Node.js Stream Dreams

Stream
Allie Jones
Allie Jones

One of the best parts of Node.js is non-blocking asynchronous i/o event handling; but what does that really mean?

I/o or input/output is the communication from one system to another. We want applications to perform tasks simultaneously, yet remain responsive to user interaction. We can utilize Node.js to make that happen. Node.js closes the event loop to execute requests without waiting or getting "blocked" for a returned response. Node.js does this by utilizing its V8 engine and its LIBUV abstraction layer to build a high number of requests that operate on a single thread.

A thread is a block of code that runs asynchronously to another block of code, either by running in parallel on a separate processor or by using a scheduler. What makes it a thread is that it doesn't need to wait for other threads to complete. A program can call a request, and move on to the next request before the first request returns a response. This is similar to being at a restaurant; you can order food while other guests order their food at the same time. The second guest does not have to wait for guest one to get food (response) before making an order (request). This dining experience would be asynchronous in nature.

Synchronous event handling occurs in a sequential manner. Traditional synchronous web services must open a thread for each event. Then the service must wait for all processes to finish before continuing. Larger applications can have multiple threads, but each one is still bound to a sequential order of execution. This is similar to being at a deli and waiting in line to order. You are "blocked" from ordering (request) until the person in front of you recieves their food (response). This sequential order of events is synchronous in nature.

The ability to execute requests asynchronously, without waiting for the first request response, is what makes Node.js so fast and scalable and makes it ideal for handling inbound and outbound tasks (i/o).

For example, let's say we want to take a large file (input) and serve it to users (output). We have a large text file about Tyrannosaurus Rex that we want to read. We could use the fs.readfile() to read through this file like so:

var fs = require('fs');
fs.readFile("./trex.txt", "UTF-8", function (err, trex) {
  console.log(`File Read ${trex.length}`);
});
console.log(" Reading File.");

When we run this file with node trex-readFile.js it returns:

Reading File.
File Read 139440

We can see from the function above that it printed "Reading File" before the readFile() function finished executing. The console log was able to execute asynchronously as the fs.readFile() function was being executed.readFile() function finished executing.

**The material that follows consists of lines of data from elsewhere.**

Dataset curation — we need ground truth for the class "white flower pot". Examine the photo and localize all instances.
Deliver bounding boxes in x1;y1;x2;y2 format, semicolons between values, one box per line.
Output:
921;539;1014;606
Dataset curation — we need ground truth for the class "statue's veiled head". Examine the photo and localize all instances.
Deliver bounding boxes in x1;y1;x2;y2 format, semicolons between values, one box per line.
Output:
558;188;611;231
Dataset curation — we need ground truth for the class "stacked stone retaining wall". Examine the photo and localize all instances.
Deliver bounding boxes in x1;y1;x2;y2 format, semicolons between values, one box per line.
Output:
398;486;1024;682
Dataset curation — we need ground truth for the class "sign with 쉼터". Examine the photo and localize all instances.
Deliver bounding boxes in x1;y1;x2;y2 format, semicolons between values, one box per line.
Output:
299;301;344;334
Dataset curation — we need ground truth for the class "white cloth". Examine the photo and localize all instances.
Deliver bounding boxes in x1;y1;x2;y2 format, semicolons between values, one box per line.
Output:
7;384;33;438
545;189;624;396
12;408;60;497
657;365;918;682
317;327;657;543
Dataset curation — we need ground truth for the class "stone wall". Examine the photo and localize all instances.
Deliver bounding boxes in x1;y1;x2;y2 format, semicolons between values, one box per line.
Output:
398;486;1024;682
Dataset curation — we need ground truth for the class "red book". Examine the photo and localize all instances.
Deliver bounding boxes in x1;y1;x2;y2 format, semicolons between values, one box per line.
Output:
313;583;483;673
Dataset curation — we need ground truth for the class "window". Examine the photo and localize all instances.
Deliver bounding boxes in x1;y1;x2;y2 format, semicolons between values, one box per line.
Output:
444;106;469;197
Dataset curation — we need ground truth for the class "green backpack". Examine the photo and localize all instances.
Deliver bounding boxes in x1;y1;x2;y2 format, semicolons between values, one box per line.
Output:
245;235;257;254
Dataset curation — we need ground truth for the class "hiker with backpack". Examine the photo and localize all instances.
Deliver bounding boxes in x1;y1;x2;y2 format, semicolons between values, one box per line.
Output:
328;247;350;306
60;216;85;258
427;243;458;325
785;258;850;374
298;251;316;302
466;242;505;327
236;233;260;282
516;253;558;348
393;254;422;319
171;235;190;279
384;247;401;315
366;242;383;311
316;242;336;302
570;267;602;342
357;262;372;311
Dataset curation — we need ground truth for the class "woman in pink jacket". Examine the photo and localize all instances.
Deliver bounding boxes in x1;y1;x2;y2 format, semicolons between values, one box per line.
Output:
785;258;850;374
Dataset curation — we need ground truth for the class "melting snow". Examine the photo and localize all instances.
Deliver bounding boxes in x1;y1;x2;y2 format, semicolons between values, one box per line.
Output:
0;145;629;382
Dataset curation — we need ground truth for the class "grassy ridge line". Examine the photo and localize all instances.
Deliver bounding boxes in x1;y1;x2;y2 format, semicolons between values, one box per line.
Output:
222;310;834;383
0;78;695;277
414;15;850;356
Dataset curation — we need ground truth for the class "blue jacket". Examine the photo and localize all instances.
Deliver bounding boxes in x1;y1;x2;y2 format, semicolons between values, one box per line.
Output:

The function readFile() uses a callback to return and log the length of my file. The problem with readFile() is that it won't invoke the callback until the entire file is read and buffered into memory.

This can cause problems when we are dealing with large amounts of data and/or high traffic. It would be better in most circumstances to avoid buffering data altogether and only generate the data when the consumer asks for it. A better way to handle this data transfer would be to use Node.js Streams.

Streams

The Node.js class stream lets you read data from a source or write data to a destination in a continuous fashion. This comes in handy when you are reading large data files. You can query, gzip and pipe large files into a new destination without having to buffer the file into memory.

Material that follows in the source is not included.